Rearrange array into alternate positive and negative numbers

Given an array containing both positive and negative integers, write code to rearrange the elements so that positive and negative numbers comes alternately. If positive (or negative) integers is not equal in number then extra positive (or negative) numbers should come at the end of array. For example:

Input : {1, 2, -2, -5, 6, 7, -8}
Output: {1, -2, 2, -5, 6, -8, 7}
Input : {-1, 2, 3, -5, -6, -7, -8}
Output: {-1, 2, -5, 3, -6, -7, -8}

Method-1: Using shift and Swap
At each position, keep a note of what is required (whether a +ve number should come at that position or a negative number should come at that position). For each position we will do the following

• Check if the number required at that position is +ve or -ve
• If a +ve number is required at a position and there is already a +ve number (or vice-versa) then there is no problem, and we move forward.
• If a +ve number is required, but the number at that position is -ve then we have to find the first +ve number after that position (move forward till we get a +ve number) and put that number at this position by shifting all the numbers in between forward by one step each.

Below is the code for same

#include <iostream>
using namespace std;
// Shift all elements from 'fromIdx' till 'toIdx-1' one position forward and
// move element at 'toIdx' position at 'fromIdx'
// If array is 1, 2, 3, 4, 5  and fromIdx=1, toIdx=3 then this function will
// change the array to 1, 4, 2, 3, 5.
void shiftAndSwap(int *a, int fromIdx, int toIdx)
{
    int temp = a[toIdx];
    for(int j = toIdx; j > fromIdx; j--) {
        a[j] = a[j-1];
    }
    a[fromIdx] = temp;
}
void arrange(int* a, int n)
{
    if(n<1){ return; }
    // Keep a check of what type of number is expected.
    // If first element is +ve, then the next expected element is negative
    // and vice-versa.
    int positive = false;
    if( a[0] < 0) {
        positive = true;
    }
    int fromIdx = 1;
    for( int i = 1; i < n; i++)
    {
        // If we are expecting +ve and we have -ve number then keep moving forward
        // till we get a +ve number. When we get the first +ve number, we will have to move it
        // to fromIdx and shift all others (all -ve) one step forward.
        if(positive)
        {
            if(a[i] >= 0)
            {
                // If we expected +ve and current no is also +ve
                if(fromIdx != i)
                {
                    shiftAndSwap(a, fromIdx, i);
                    i = fromIdx; // We need to move back because we have skipped all -ve numbers
                }
                positive = false;
                fromIdx = i + 1;
            }
        }
        else
        { // negative
            if(a[i] < 0)
            {
                if( fromIdx != i)
                {
                    shiftAndSwap(a, fromIdx, i);
                    i = fromIdx; // We need to move back because we have skipped all +ve numbers
                }
                positive = true;
                fromIdx = i + 1;
            }
        }
    }
}

The good thing about above code is that it maintains the order in which element are present in the original array.

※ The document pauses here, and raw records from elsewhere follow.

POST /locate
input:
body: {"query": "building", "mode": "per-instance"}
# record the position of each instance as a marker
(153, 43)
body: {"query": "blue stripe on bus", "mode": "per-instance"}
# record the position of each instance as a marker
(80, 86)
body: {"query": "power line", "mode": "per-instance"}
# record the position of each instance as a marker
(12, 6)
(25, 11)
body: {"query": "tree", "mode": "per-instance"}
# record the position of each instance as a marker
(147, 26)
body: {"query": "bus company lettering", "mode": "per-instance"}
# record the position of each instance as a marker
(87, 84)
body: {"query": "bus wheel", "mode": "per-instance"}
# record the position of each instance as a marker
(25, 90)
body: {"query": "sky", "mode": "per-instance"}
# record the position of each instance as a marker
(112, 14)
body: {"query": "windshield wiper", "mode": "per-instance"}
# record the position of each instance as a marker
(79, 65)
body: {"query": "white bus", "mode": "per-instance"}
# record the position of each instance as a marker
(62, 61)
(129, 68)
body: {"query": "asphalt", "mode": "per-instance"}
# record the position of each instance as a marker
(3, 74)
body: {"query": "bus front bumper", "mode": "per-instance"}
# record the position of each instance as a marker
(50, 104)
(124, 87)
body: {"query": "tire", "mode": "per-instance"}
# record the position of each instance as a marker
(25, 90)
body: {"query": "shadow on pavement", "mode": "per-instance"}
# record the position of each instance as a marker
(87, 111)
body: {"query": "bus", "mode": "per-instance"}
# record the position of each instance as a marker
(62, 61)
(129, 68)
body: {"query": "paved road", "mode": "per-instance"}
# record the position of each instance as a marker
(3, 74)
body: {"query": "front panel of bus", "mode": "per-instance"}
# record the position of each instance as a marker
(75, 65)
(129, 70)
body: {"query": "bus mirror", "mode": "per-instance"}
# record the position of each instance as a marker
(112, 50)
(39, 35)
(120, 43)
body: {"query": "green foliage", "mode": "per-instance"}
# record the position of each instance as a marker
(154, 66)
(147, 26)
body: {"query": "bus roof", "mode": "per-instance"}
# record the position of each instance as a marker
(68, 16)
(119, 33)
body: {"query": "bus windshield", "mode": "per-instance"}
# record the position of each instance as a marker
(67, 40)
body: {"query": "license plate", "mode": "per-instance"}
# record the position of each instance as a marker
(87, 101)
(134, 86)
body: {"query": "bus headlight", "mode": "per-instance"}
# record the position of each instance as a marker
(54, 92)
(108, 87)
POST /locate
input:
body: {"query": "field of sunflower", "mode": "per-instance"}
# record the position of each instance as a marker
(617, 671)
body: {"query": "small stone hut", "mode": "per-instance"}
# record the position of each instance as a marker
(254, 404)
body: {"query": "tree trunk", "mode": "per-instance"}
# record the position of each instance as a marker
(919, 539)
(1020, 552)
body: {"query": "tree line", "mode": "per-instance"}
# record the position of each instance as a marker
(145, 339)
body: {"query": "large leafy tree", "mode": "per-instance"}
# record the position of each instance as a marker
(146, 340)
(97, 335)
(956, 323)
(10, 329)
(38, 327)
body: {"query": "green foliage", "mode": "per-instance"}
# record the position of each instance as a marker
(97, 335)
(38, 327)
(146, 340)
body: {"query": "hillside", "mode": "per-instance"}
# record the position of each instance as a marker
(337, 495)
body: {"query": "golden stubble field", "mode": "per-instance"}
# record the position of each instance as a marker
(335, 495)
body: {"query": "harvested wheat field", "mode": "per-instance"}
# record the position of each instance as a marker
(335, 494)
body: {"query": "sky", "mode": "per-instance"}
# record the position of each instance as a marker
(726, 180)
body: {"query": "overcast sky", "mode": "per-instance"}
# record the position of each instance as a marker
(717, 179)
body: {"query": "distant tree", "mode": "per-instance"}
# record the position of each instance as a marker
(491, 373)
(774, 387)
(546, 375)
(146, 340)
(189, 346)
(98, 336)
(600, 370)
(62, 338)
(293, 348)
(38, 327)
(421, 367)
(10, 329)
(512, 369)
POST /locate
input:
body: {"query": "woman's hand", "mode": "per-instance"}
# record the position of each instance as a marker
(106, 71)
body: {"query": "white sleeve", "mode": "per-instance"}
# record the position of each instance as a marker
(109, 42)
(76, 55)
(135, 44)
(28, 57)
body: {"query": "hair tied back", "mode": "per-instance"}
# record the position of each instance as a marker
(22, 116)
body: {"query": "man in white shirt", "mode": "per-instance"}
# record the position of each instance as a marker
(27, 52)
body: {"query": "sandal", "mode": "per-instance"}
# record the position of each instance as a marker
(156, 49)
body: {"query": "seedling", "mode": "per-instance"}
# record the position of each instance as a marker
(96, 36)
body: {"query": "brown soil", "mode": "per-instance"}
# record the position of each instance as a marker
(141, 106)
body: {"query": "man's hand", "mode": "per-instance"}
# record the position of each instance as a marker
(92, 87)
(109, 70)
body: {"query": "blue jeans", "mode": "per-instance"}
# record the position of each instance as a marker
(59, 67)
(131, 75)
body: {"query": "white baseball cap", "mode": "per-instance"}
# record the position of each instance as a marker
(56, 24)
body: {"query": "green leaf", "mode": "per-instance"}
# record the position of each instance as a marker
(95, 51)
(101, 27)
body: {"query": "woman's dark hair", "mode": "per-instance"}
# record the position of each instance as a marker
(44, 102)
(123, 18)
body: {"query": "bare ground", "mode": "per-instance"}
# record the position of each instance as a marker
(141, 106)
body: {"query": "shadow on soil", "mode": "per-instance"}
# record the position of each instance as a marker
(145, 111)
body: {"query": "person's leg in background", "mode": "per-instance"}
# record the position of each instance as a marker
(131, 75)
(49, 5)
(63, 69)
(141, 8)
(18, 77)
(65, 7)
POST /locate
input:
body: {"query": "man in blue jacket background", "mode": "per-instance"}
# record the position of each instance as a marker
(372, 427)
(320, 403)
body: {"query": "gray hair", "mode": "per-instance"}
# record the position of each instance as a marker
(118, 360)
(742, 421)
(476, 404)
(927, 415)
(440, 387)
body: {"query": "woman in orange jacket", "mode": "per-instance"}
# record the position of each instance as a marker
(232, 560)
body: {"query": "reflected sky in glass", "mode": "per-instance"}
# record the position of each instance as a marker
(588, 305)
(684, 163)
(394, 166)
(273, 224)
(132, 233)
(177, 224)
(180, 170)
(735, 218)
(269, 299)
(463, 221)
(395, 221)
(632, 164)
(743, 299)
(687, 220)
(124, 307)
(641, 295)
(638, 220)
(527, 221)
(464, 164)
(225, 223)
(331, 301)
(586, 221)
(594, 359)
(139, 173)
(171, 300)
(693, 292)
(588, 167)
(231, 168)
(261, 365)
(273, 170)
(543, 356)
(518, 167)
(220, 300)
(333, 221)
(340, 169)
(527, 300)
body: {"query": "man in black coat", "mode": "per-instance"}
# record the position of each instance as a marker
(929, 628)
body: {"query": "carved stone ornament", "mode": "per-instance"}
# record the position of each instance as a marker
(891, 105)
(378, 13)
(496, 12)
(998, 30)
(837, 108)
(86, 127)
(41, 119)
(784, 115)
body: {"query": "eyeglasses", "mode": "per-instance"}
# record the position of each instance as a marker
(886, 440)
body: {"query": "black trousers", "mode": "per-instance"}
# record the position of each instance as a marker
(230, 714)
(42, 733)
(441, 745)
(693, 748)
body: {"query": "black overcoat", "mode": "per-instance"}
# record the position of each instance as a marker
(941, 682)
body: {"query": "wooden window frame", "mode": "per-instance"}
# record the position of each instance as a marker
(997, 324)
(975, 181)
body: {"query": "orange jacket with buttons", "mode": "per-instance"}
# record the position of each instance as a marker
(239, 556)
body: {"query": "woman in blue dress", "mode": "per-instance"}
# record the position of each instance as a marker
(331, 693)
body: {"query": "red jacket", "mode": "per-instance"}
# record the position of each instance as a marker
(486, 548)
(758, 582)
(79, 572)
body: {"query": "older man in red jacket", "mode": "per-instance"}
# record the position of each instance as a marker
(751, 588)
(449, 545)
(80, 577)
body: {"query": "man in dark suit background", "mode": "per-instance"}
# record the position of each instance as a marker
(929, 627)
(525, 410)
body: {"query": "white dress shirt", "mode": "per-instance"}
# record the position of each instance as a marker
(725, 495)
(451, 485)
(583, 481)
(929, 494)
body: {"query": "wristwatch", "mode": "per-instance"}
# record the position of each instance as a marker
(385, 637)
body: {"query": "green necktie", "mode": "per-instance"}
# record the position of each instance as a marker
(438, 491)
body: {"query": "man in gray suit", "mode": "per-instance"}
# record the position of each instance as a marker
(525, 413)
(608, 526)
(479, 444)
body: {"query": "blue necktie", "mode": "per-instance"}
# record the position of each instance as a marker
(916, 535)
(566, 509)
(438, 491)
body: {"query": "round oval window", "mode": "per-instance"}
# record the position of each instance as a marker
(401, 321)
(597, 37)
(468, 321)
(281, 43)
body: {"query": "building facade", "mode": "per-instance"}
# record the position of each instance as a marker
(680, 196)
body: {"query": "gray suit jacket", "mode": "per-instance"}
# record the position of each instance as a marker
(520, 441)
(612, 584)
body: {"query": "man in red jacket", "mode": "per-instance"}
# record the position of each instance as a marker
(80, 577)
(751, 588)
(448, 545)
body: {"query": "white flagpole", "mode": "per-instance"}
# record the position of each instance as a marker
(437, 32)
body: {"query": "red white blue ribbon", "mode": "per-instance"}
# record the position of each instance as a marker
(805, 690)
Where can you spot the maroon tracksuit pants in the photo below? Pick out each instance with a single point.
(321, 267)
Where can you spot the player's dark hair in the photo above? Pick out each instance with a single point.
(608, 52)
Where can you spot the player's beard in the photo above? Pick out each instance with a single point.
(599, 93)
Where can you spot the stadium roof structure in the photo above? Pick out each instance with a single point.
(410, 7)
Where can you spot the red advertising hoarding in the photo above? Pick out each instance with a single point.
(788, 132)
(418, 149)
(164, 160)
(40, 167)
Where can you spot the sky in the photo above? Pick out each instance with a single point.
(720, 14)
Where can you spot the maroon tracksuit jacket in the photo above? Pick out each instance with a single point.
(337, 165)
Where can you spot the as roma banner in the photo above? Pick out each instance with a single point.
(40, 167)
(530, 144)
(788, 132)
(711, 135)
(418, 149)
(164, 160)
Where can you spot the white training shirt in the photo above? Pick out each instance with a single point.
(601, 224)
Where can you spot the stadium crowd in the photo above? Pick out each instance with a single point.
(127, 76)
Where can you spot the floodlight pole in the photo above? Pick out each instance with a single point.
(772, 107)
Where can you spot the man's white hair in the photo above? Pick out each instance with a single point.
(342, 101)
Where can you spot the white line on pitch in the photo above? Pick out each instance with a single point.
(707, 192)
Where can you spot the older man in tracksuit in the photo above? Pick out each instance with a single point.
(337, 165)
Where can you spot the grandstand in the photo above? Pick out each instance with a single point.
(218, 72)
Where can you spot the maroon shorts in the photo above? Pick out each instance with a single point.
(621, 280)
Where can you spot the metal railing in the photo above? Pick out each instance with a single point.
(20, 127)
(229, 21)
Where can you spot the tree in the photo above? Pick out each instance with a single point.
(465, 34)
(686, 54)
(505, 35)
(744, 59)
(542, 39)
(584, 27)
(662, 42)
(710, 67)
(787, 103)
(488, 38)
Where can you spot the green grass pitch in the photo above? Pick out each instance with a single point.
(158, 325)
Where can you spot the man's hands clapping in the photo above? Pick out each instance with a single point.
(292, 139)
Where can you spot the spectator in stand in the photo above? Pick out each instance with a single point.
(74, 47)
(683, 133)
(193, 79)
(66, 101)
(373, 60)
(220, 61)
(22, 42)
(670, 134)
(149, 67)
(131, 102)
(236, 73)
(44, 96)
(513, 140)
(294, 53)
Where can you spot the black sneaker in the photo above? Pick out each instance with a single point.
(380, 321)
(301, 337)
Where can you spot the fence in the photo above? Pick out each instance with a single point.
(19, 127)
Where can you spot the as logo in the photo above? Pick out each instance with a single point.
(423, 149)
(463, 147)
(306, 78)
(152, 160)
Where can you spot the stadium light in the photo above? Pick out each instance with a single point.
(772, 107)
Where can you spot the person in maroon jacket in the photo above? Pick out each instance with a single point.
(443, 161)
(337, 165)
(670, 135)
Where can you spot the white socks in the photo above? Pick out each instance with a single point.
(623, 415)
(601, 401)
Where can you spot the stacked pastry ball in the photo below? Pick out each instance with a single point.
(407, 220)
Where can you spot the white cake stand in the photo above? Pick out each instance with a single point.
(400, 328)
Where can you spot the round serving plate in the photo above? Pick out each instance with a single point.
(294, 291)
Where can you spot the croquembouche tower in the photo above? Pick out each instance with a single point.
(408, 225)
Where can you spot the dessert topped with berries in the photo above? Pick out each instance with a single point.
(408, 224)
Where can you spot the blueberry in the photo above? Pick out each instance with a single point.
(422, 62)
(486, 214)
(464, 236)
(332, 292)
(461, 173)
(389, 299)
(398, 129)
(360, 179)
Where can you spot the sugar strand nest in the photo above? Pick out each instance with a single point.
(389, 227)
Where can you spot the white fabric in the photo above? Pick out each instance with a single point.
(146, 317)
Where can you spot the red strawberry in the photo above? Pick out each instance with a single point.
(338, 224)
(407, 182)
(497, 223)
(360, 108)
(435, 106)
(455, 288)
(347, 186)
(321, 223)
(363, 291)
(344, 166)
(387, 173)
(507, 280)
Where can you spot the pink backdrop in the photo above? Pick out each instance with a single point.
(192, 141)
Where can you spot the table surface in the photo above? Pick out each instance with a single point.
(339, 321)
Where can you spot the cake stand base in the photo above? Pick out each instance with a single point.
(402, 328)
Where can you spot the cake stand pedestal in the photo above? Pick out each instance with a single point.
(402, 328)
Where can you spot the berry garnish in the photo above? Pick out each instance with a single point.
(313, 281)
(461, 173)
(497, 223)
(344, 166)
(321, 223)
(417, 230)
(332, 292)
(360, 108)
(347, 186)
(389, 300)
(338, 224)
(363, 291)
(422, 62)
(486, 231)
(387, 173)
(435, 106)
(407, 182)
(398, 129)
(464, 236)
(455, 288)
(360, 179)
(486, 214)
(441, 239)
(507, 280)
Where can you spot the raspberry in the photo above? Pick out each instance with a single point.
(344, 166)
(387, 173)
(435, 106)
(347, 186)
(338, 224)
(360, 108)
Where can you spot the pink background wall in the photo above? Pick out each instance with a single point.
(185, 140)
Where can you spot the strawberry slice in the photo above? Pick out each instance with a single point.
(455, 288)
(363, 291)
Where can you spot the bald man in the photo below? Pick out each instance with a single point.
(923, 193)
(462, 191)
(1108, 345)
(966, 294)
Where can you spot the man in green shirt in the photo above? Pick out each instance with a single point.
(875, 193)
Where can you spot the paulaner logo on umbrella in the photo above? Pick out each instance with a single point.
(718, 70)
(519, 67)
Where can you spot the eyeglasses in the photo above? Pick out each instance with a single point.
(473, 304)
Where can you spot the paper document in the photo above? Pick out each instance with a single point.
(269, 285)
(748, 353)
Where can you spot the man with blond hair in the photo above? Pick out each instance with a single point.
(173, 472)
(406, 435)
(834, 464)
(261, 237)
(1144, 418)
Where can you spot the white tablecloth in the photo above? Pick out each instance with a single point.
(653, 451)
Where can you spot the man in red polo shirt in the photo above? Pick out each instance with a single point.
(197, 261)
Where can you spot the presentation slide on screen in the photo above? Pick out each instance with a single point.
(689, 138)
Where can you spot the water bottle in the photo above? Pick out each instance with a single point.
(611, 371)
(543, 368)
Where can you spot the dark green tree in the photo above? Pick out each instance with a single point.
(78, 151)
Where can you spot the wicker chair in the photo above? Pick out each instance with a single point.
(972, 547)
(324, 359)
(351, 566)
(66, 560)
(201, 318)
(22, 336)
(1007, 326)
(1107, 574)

But it is an O(n²) time algorithm.

Method-2: Using Partition Logic

In this method we first separate the positive and negative numbers (by bringing all positive numbers on one side of the array and all negative numbers on another side). It can be thought of as partitioning in QuickSort algorithm with pivot=0.

Once all the negative numbers are brought at the start of the array, start from the first negative number and first positive number, and swap every alternate negative number with next positive number.

Code:

/** Put positive elements at even position and negative elements at odd positions
 */
void arrange(int *arr, int n)
{
    // Partition logic of QuickSort.
    // Bring all -ve number at start.
    int low = 0, high = n-1;
    while(low<high)
    {
        while(arr[low] < 0) low++;
        while(arr[high] > 0) high--;
        if(low<high)
            swap(arr, low, high);
    }
    // At this point low will be pointint to the first positive number in the array.
    // If there are no jpositive numbers in array, then low will be out of bond
    if(low>=n)
       return;
    // First indexes of positive and negative numbers will be as below
    int positive = low, negative = 0;
    // swap every alternate negative number with next positive number
    while (positive < n && negative < positive && arr[negative] < 0)
    {
        swap(arr, positive, negative);
        positive++;
        negative += 2;
    }
}

This is O(n) time, Constant extra space algorithm. But it will not maintain the order of positive and negative numbers in the original list.